Она на мгновение спрятала лицо в ладони и замолчала – Дени не знал, подойти к ней или убежать. У нее были светлые, легкие, вьющиеся волосы и очень длинные ноги, и потому в бесформенной рубахе она казалась тоньше, моложе, и выглядела хрупкой, как подросток.

Когда она подняла глаза, Дени так и стоял, словно остолбенев. Она посмотрела на него, опустила руки и с серьезным выражением лица решительно кивнула, как солдатик. Потом протянула руку и сказала:

– Иди сюда, перестань на меня так смотреть.

Она ввела его в комнату – не в ту, где накануне они сидели с Мадлен. Стены здесь были белые, из украшений – только круглое зеркало, разбитое на сотни осколков, скрепленных деревянной золоченой рамой. Темная, хорошо натертая мебель. Монашеское платье и накидка брошены на ручку одного из кресел. Уже не думая о том, как она выглядит, сестра Клотильда убрала одежду, чтобы Дени смог сесть.

– Ты сама все устроила? – сказал Дени.

– Все? Что ты имеешь в виду?

– Ну, ты навела порядок? Это ты все убрала?

– Да. Конечно я.

– А ты что подумала? – сказал он.

– Ничего. Уверяю тебя. Совсем ничего.

Он продолжал стоять, вытянув руки по швам.

– Сядь, прошу тебя. Не смотри на меня так. Я никогда не замечала, какой ты высокий. Ты такой… – Подыскивая слово, она снова подняла руку, стараясь прикрыть волосы. – Ты такой живой,просто невероятно.

Она попыталась улыбнуться, отвела глаза, потом внезапно отстранилась.

– Сядь. Не двигайся. Я нашла в кухне печенье и…

– Я не голоден, – сказал Дени.

– Тогда какао. Я сварю тебе какао.

– Нет, побудь со мной, не уходи.

И внезапно она оказалась в его объятиях – теплая и нежная, она прижалась к нему, он целовал ее, как накануне, горячими губами, а она шептала, уткнувшись ему в рот:

– Дорогой мой, дорогой мой, Дени, скажи мне, что ты меня любишь, о, скажи мне это еще раз, все так странно, не могу объяснить тебе…

Она думала: все это так вульгарно.Но нет, это не может быть вульгарно, когда это происходит с ними. Она чувствовала, как сильно бьется сердце, или это было сердце Дени, она уже не могла различить. Ей хотелось бы знать, какие в этом случае принято делать жесты, какие слова принято говорить, – наверняка существуют особые жесты и особые слова, о которых другим известно. Тогда все было бы понятнее. А разве здесь что-то непонятно или вульгарно? Желание, возникшее этой бессонной ночью, улетучилось. Ей было страшно, слишком страшно, чтобы испытывать хоть малейшее желание, и когда ее взгляд, брошенный через плечо Дени, задержался на кровати, безобразной, железной кровати со спинкой из металлических прутьев, она поняла, что ей страшно, – страшно не принадлежать ему, а сделать эти пять или шесть ужасающих шагов, которые им придется преодолеть, страшно, что их неведение может оказаться постыдным или отвратительным и унизит их любовь.
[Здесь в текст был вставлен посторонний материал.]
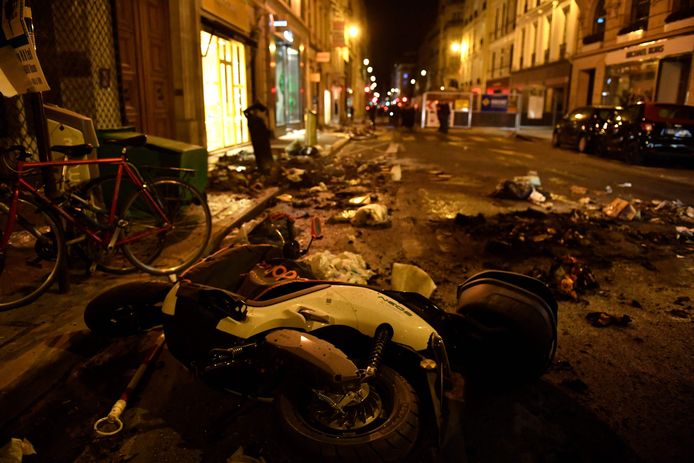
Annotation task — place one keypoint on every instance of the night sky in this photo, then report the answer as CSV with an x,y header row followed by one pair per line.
x,y
396,27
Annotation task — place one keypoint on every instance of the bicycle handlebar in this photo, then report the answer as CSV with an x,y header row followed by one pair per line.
x,y
137,140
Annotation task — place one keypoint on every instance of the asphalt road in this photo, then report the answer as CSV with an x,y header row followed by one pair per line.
x,y
608,397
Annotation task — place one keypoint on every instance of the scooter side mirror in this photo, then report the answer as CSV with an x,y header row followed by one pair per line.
x,y
316,233
316,229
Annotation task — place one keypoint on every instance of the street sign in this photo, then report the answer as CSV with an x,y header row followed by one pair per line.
x,y
20,71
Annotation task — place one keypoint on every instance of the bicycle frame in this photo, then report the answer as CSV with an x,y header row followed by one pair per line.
x,y
107,238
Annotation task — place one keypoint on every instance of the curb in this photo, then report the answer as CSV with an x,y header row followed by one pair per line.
x,y
244,215
337,146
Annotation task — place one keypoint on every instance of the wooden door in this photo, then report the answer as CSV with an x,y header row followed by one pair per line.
x,y
145,64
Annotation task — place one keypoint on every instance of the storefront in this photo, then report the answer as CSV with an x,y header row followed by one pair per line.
x,y
225,90
658,70
543,92
225,46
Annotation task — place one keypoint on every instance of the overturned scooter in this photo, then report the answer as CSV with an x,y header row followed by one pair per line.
x,y
356,373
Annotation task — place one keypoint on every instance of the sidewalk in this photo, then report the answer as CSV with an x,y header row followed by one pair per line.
x,y
231,209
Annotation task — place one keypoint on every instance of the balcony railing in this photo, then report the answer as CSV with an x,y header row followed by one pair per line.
x,y
640,24
680,14
593,38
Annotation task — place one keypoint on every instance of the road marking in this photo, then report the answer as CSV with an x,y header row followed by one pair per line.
x,y
512,153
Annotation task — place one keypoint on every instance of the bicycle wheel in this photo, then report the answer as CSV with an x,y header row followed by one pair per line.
x,y
33,256
99,193
170,249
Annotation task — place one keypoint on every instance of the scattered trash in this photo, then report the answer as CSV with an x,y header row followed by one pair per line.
x,y
360,200
462,219
15,450
532,179
240,457
603,319
393,148
294,148
372,215
679,313
405,277
579,190
571,276
442,177
345,266
345,216
294,175
318,188
621,209
537,197
510,189
309,151
684,232
575,385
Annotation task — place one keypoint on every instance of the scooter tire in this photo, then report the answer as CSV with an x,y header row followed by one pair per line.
x,y
390,439
127,309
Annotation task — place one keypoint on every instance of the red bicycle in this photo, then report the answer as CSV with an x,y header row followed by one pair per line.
x,y
160,226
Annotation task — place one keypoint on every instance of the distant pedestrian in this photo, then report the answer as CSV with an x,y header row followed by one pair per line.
x,y
407,116
371,110
443,112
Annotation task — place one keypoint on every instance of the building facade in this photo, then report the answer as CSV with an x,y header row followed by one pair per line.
x,y
634,51
186,70
545,38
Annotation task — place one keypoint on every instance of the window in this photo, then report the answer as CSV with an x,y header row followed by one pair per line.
x,y
639,13
681,9
599,18
225,91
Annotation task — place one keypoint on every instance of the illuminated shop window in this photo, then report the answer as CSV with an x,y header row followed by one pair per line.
x,y
225,91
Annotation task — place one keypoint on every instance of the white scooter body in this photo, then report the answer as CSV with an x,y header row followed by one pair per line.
x,y
358,307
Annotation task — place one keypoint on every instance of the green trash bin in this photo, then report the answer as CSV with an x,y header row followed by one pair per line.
x,y
311,134
158,158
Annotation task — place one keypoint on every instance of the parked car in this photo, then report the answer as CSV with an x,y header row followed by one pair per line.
x,y
581,127
649,130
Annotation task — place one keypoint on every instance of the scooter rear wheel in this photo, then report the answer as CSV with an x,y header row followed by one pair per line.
x,y
387,433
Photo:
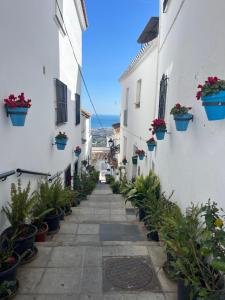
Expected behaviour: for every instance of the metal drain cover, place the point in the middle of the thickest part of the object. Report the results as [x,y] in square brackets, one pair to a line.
[129,273]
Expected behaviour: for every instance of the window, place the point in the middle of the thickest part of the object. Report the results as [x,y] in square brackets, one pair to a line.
[59,14]
[162,97]
[77,109]
[138,94]
[125,112]
[61,102]
[165,5]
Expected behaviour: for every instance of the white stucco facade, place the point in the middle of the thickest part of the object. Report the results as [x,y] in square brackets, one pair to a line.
[136,133]
[34,52]
[190,49]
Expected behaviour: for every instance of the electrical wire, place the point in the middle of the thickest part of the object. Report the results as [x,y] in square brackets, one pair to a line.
[79,68]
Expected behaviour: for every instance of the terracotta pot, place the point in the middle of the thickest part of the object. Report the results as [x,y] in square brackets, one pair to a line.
[41,235]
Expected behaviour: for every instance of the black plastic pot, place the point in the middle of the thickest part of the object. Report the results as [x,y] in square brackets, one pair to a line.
[184,292]
[10,274]
[142,213]
[24,243]
[53,222]
[153,236]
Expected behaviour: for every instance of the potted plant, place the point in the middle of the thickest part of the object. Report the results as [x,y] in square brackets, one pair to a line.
[77,151]
[158,128]
[134,159]
[212,94]
[124,161]
[61,140]
[140,154]
[18,212]
[9,261]
[17,108]
[181,116]
[151,143]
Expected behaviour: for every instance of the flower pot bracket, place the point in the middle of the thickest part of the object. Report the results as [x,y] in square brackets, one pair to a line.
[219,103]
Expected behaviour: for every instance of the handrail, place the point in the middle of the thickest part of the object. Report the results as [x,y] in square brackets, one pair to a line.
[3,176]
[21,171]
[55,176]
Наверное, у мальчиков знания о таких вещах – в крови, потому что Дени внешне выглядел куда увереннее ее, или более смелым, или попросту более сообразительным. Взяв ее за руку, он произнес шутливо:

– А ну, покажи мне, как ты все тут устроила!

Она показала ему кухню, ванную, вторую неубранную комнату. По пути он схватил печенье, выпил два глотка воды из-под крана, снял пиджак и накинул ей на плечи. Он не выпускал ее руки, и ей было тепло и спокойно.

Когда они вернулись в комнату, Дени рухнул в кресло. Она встала сзади, обняла его, прижалась лицом к его лицу, и пиджак с ее плеч упал на пол. Несколько минут они не двигались, а потом она сказала очень тихо, только чтобы он мог расслышать:

– Я, сама того не желая, против своей воли сто раз представляла себе это, понимаешь… Так все просто… Но я не знаю, не знаю…

У нее был такой жалобный голос…

– Хочешь, чтобы я ушел? – сказал Дени.

– О нет! Только не это!

– Пойдем, погуляем тогда. Пойдем, куда угодно. Я хочу, чтобы тебе было хорошо.

Она по-прежнему склонялась над ним, прижавшись лицом к его лицу, целуя его в щеку.

– Мне хорошо. Я люблю тебя. Поговори со мной.

– Куда уехала твоя подруга?

– В Ланс.

– А кто разбил зеркало?

Она подняла голову. Посмотрела. Засмеялась.

– Это я, только что, шваброй. Со вчерашнего вечера я сама не своя, ничего не замечаю.

– Очень красиво, – сказал Дени.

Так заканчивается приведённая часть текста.